Tuesday Read: Ordinary Time - Finding God in the Mundane
We're deep into what the church calls "Ordinary Time" - the long stretch from Pentecost to Advent when no major festivals interrupt weekly worship rhythm. The dramatic events are past: no Christmas angels, no Lenten sorrow, no Easter triumph, no Pentecost fire. Just ordinary Sundays, ordinary weeks, ordinary life. For many Christians, this feels spiritually flat. Where's the excitement? Where's the intensity? Where's God when nothing extraordinary is happening?
But "Ordinary Time" doesn't mean unimportant time. The word "ordinary" comes from "ordinal" - counted weeks, numbered Sundays, regular rhythm. It's the time that makes up most of life, the steady weeks when character is formed not through dramatic experiences but through daily faithfulness. Ordinary Time is where most spiritual formation happens.
Brother Lawrence, a 17th-century monk, discovered God's presence while washing dishes in the monastery kitchen. He wrote: "The time of business does not with me differ from the time of prayer, and in the noise and clatter of my kitchen, while several persons are at the same time calling for different things, I possess God in as great tranquility as if I were upon my knees at the blessed sacrament." He practiced the presence of God in ordinary moments, finding sacred in mundane.
Jesus spent thirty years in carpentry before three years of public ministry. Ninety percent of his earthly life was ordinary - building furniture, repairing tools, serving customers, supporting his family. Those decades weren't wasted time before his "real" work began. They were preparation, character formation, and demonstration that ordinary work done for God's glory matters as much as spectacular ministry.
Paul instructed: "Whatever you do, work at it with all your heart, as working for the Lord, not for human masters" (Colossians 3:23). Whatever you do - not just preaching or leading worship or missionary work, but whatever: changing diapers, filing paperwork, stocking shelves, teaching children, repairing cars, cooking meals. All work done for God's glory is sacred service, not just religiously identified activities.
The challenge of Ordinary Time is maintaining spiritual awareness when nothing extraordinary is happening. Easter services make resurrection feel real and powerful. Christmas celebrations make incarnation tangible. But ordinary Tuesdays in June? How do you experience God's presence when doing laundry, sitting in traffic, answering emails, preparing dinner? This is the crucial spiritual skill: encountering God in the mundane, worshiping through routine, finding sacred in ordinary.
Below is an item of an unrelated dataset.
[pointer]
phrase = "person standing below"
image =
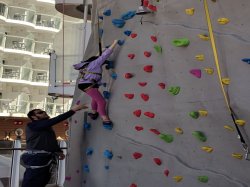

Psalm 23 describes this rhythm: "He makes me lie down in green pastures, he leads me beside quiet waters, he refreshes my soul" (Psalm 23:2-3). Green pastures and quiet waters aren't spectacular landscapes - they're ordinary scenes of peaceful provision. God leads through mundane moments as surely as through dramatic ones. His presence sustains through ordinary days as powerfully as through extraordinary events.
Ordinary Time teaches that God isn't only present in emotional highs or spectacular manifestations. He's present in the breakfast you ate this morning (provision), the job you worked today (purpose), the conversation you had this afternoon (relationship), the rest you'll get tonight (care). These aren't less sacred than worship services or prayer retreats - they're different expressions of God's constant presence.
The danger is treating Christianity as series of events rather than ongoing relationship. You attend Easter service and feel spiritually charged, then ordinary time returns and excitement fades. You experience powerful prayer time and sense God's closeness, then the feeling passes and God seems distant. You chase the next spiritual high instead of learning to walk with God through ordinary valleys.
But God doesn't only work through extraordinary moments. He works through persistent obedience over long periods. Through faithful presence in small things. Through ordinary choices made consistently. Through relationships maintained despite difficulty. Through work performed diligently. Through prayer practiced regularly. These aren't dramatic, but they're transformative.
Ordinary Time is gift, not punishment. It's the space where you discover that resurrection power operates on ordinary Tuesdays, that God's presence sustains through mundane moments, that faithfulness in small things prepares you for larger responsibilities. Stop waiting for the next spiritual high. Start noticing God in the ordinary. He's been here all along.